Mumbai: A Furry Tale Abandoned by owner, dog finds new home, a friend

“Sweety has been very well trained by her previous owners. Initially, she had some skin problems. But now it has cured and her fur is smooth,” Majumder said.

Written by Srinath Rao | Mumbai | Published: April 23, 2018 3:48:48 am
Sweety with her new owner Arpita Majumder. Express

On February 25, local residents of Marve found a two-year-old pomeranian tethered to a shanty. Tied to the dog’s neck, a handwritten note in Marathi read: “This mute creature’s name is Sweety. We will be grateful to whoever takes care of her. We are leaving her because of personal reasons. We hope god will forgive us!”

Ashwin Pandey, a local resident, discovered the abandoned animal, mouth covered with a muzzle and cornered by stray dogs. He contacted a number of organisations that rescue abandoned animals and was directed to Rutu Sheth-Naik, an animal activist and pet grooming store owner. “Sweety was very scared and did not allow anyone to come near her. She was starving and was also traumatised after being abandoned,” recalled Sheth-Naik, who reached there after getting a call from Pandey.

She was reluctant to leave Sweety on the street but Sheth-Naik failed to make much headway, despite her repeated attempts. But just as she began to walk back to her car, Sweety started followed her.  Back home, things did not improve much as Sweety did not warm up to Sheth-Naik.  “She lied in the corner, refused to have even a morsel of food and used to start growling whenever anybody approached her. I left her some milk, which she drank,” said Sheth-Naik.

Things began to brighten up the next day when she took Sweety to work. Also, after some coaxing, Sweety allowed Sheth-Naik to give her a bath.  For the next few days, Sheth-Naik spread the word among her friends and others who were looking to adopt a dog. “Initially, we tried a foster home but that did not work out. Sweety did not adjust there,” she said.

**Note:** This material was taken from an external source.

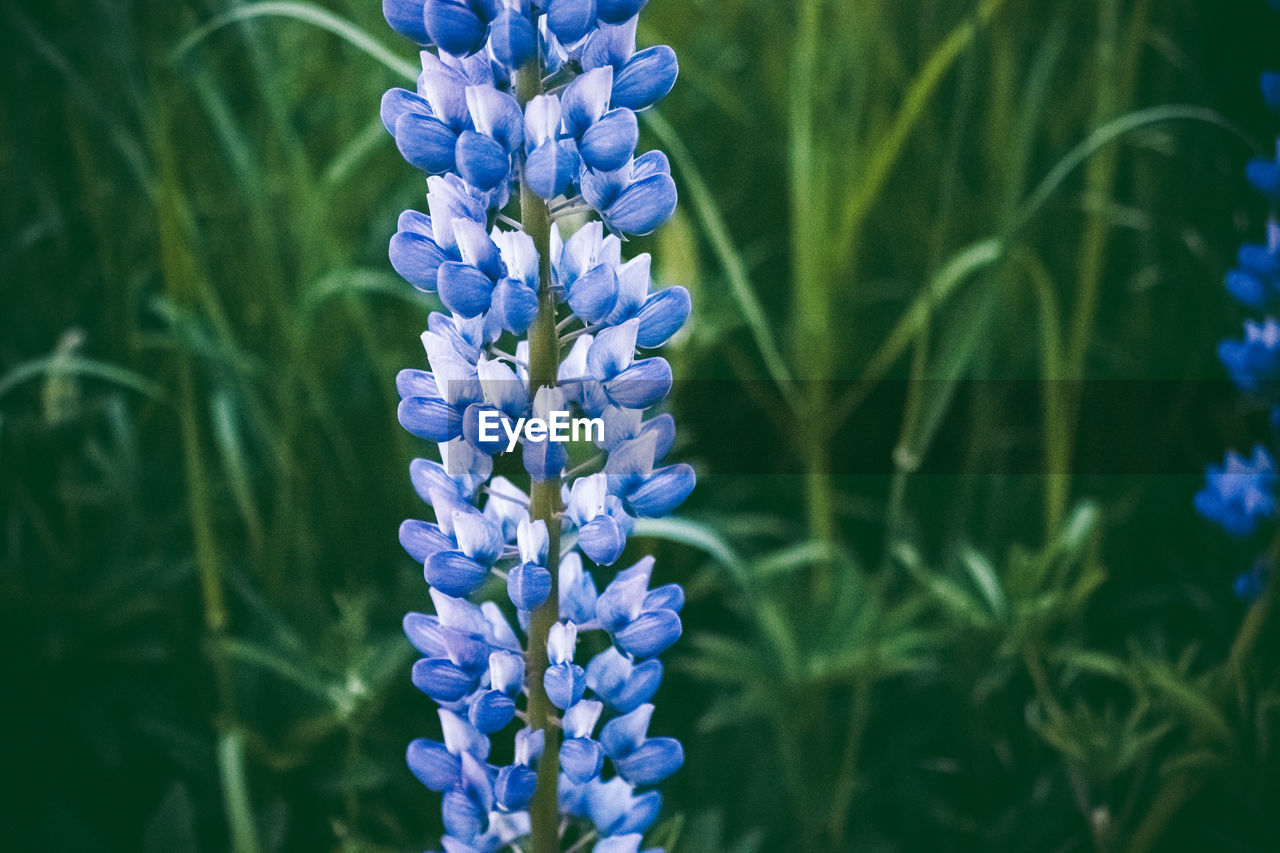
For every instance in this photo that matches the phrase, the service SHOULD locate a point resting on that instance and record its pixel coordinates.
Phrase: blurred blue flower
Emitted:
(574, 147)
(1239, 493)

It was then that Sheth-Naik’s friend Arpita Majumder voiced her interest in adopting Sweety. “I wasn’t sure initially because Arpita had given an Indie (Indian street dog) to a farm because the dog had grown too big. But she came home and spent a few hours with Sweety and later told me that she would take her home in a week,” added Sheth-Naik.

Thane resident Majumder, 48, said that she then started to befriend Sweety. “I had to give away Dipsy, my indie, because she is larger than an average Indian street dog and wasn’t adjusting well with my other pomeranian, Diana. So, Sweety has been a godsend,” she said.

Majumder, who heads the audit department at a city-based infrastructure giant, Afcons Infrastructure Ltd., added that Sweety had adjusted well in the two months that she had been staying with her. “Sweety has been very well trained by her previous owners. Initially, she had some skin problems. But now it has cured and her fur is smooth,” she said.

It took a few weeks for Sweety to call the new address her home. Majumder said that she had even tried to run away on one occasion.  “In the first few days she was very upset. Now, Diana and she are the best of friends,” she said.